Тепло стало, сухо. Бежала она в одном платьишке с небольшим свертком по Малоказарменскому переулку. Предосторожность свою позабыла и, угнув голову, неслась по той стороне, где стоял развеселый дом. В крылечко уперлась, наверх взглянула — фонарь-то горит на этот раз. И музыка там играет. Поднялась на две ступеньки, заглянула в щелку между косяком и портьерой — гости там, и дым коромыслом. Только перешагни порог — живо в лапы какому-нибудь зверю угодишь.

Соскочила со ступеньки и — ходу. Но не успела отойти и двадцати саженей, как сзади с диким треском распахнулась дверь под тем фонарем, с шумом вырвались люди, и кто-то истошно закричал:

— Заре-езалии! Человека зарезали!

Люди побежали в разные стороны, они ругались матерно, поминали проституток и, слышно было, бегом топали по улице. А сзади кто-то кричал:

— Выводи лошадей! Лошадей выводи, догоним!

На улице еще встречалось немало людей, многих Катерина обогнала и, перевалив Нижегородскую, сдержала себя изо всех сил, пошла неторопливым шагом, чтобы не привлекать к себе внимание. Ее обогнала тройка буланых коней, запряженных в тарантас, и круто свернула по Гимназической влево, на выезд из города.

Как ни старалась Катерина сдерживать шаг, все равно выходило скоро — словно бы нес ее над землей кто-то. У ворот своих оглянулась туда и сюда — тройка уже в темноте скрылась. Распахнула избяную дверь — и все поняла сразу.

— Ты? — спросила она Нюру.

— Я… Спрячь меня, пожалуйста!

— Да кто ж она такая? — возмутилась Ефимья. — Сказала, что Катю подождет, а теперь еще спрятать ее велит.

— Ладноть, баушка, погоди: все объяснится. А спрятать-то ее надоть, да получше.

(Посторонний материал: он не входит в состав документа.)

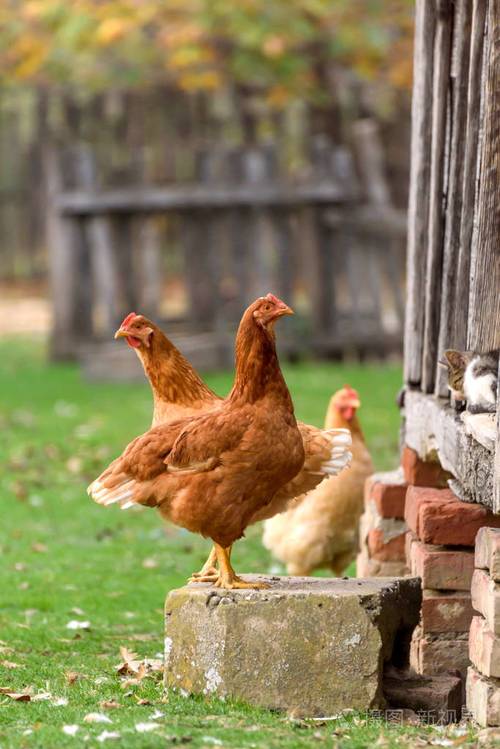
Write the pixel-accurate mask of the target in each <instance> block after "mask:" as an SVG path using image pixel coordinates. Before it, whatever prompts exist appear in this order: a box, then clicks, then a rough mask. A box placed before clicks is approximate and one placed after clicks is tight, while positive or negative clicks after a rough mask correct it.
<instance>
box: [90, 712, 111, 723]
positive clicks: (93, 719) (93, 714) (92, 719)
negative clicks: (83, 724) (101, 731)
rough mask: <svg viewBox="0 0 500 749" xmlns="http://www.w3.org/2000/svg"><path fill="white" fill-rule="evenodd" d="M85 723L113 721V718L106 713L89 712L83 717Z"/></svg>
mask: <svg viewBox="0 0 500 749" xmlns="http://www.w3.org/2000/svg"><path fill="white" fill-rule="evenodd" d="M83 720H84V721H85V723H112V722H113V721H112V720H111V718H108V716H107V715H104V713H87V715H86V716H85V718H84V719H83Z"/></svg>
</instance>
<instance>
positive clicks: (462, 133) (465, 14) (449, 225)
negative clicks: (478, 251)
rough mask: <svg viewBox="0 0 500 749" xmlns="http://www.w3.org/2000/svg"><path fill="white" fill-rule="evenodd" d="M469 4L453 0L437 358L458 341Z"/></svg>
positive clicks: (465, 125) (468, 48)
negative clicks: (457, 293) (451, 108)
mask: <svg viewBox="0 0 500 749" xmlns="http://www.w3.org/2000/svg"><path fill="white" fill-rule="evenodd" d="M471 17H472V6H471V3H470V1H469V0H456V2H455V21H454V24H453V35H454V43H453V54H452V70H451V85H452V112H451V122H452V133H451V144H450V166H449V177H448V186H447V190H446V194H447V196H448V197H447V206H446V218H445V232H444V250H443V277H442V284H441V311H440V316H439V341H438V358H439V356H441V355H442V352H443V351H444V350H445V349H447V348H460V347H461V345H462V344H461V342H460V341H456V340H455V339H454V337H453V333H454V331H455V329H456V328H455V315H456V311H457V307H458V306H459V305H460V303H461V299H460V297H459V296H457V293H456V291H457V272H458V259H459V247H460V217H461V213H462V185H463V173H464V158H465V135H466V123H467V87H468V74H469V51H470V50H469V47H470V32H471ZM435 366H436V372H435V378H436V386H435V392H436V394H437V395H440V396H441V397H447V395H448V386H447V372H446V371H445V370H444V368H443V367H440V366H438V365H435Z"/></svg>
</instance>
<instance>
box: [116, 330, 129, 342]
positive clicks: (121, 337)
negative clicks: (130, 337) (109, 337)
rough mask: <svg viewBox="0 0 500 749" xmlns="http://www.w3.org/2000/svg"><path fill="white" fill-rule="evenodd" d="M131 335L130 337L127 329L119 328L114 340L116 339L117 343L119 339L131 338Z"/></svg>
mask: <svg viewBox="0 0 500 749" xmlns="http://www.w3.org/2000/svg"><path fill="white" fill-rule="evenodd" d="M129 335H130V333H129V332H128V330H127V329H126V328H118V330H117V331H116V333H115V335H114V338H115V341H116V340H117V339H118V338H127V336H129Z"/></svg>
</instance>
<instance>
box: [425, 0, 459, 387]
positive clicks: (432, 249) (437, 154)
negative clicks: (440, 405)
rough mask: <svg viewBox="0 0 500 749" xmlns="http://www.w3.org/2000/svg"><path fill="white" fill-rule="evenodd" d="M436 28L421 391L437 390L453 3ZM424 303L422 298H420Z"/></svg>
mask: <svg viewBox="0 0 500 749" xmlns="http://www.w3.org/2000/svg"><path fill="white" fill-rule="evenodd" d="M436 12H437V28H436V36H435V40H434V77H433V87H432V141H431V175H430V186H429V227H428V235H427V263H426V278H425V309H424V344H423V351H422V390H424V391H426V392H431V391H432V390H433V389H434V378H435V373H436V364H437V344H438V335H439V313H440V297H441V277H442V262H443V229H444V221H443V218H444V207H443V186H444V154H445V147H446V140H445V138H446V116H447V107H448V86H449V75H450V51H451V50H450V47H451V26H452V24H451V22H452V14H451V4H450V0H436ZM418 301H419V303H421V300H420V299H419V300H418Z"/></svg>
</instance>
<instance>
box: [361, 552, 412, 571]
mask: <svg viewBox="0 0 500 749" xmlns="http://www.w3.org/2000/svg"><path fill="white" fill-rule="evenodd" d="M406 574H408V570H407V568H406V564H405V563H404V562H380V561H379V560H377V559H370V557H369V556H368V552H367V551H366V550H363V551H360V553H359V554H358V556H357V558H356V577H404V575H406Z"/></svg>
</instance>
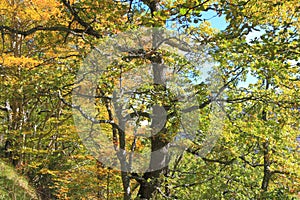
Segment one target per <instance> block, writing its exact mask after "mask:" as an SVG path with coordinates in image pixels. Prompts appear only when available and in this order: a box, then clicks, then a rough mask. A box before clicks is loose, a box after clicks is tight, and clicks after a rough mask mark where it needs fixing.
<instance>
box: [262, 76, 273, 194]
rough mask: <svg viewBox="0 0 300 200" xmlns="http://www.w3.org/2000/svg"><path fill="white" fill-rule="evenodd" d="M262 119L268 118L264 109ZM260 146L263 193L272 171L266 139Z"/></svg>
mask: <svg viewBox="0 0 300 200" xmlns="http://www.w3.org/2000/svg"><path fill="white" fill-rule="evenodd" d="M265 81H266V90H268V89H269V82H268V80H267V79H266V80H265ZM262 120H263V121H267V120H268V119H267V113H266V111H265V110H264V111H263V112H262ZM262 147H263V154H264V176H263V180H262V184H261V189H262V191H263V193H264V192H267V191H268V187H269V182H270V179H271V176H272V173H271V171H270V165H271V161H270V153H269V141H268V140H266V141H265V142H263V144H262Z"/></svg>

Она бросила сверток с вязаньем на стол, сунула руку в печную трубу и принялась мазать сажей Нюре лицо. Та не сопротивлялась.

— Платье-то скинь да мое, старенькое, надень, — приказала Катерина. — Платком подвяжись пострашнее и — на печку. Может, за глупенькую сойдешь.

— Господи, — ахнула бабка, со страхом глядя на нагую Нюру, — да она и без исподницы, голехонька!

— Не успела, небось, надеть-то? — спросила Катерина.



— Да сбросила я ее, — как во сне, тупо говорила Нюра, дрожа в ознобе, — в кровище все было. Он ведь… пока подыхал… едва не придушил меня.

— А как же тебе сбежать-то удалось? — допытывалась Катерина, когда уже Нюра, обряженная по-новому, сидела на печи. — Народу кругом пропасть.

— До потемок продержала я его у себя, — поясняла Нюра. — Ой, озябла!.. А номер-то изнутри закрывается… Не закричал он, только выдох из него вырвался… В окно я выскочила… Во дворе-то с той стороны всегда пусто… Все я раньше обдумала и дорожку себе приготовила… Двора за два по задам отбежала да в кизяках в чьих-то, наверно, целый час просидела, дура… Надо было пораньше уйти оттуда… А тут вот, как подходила… к вам, тогда и шум в той стороне услышала… Хватились, значит.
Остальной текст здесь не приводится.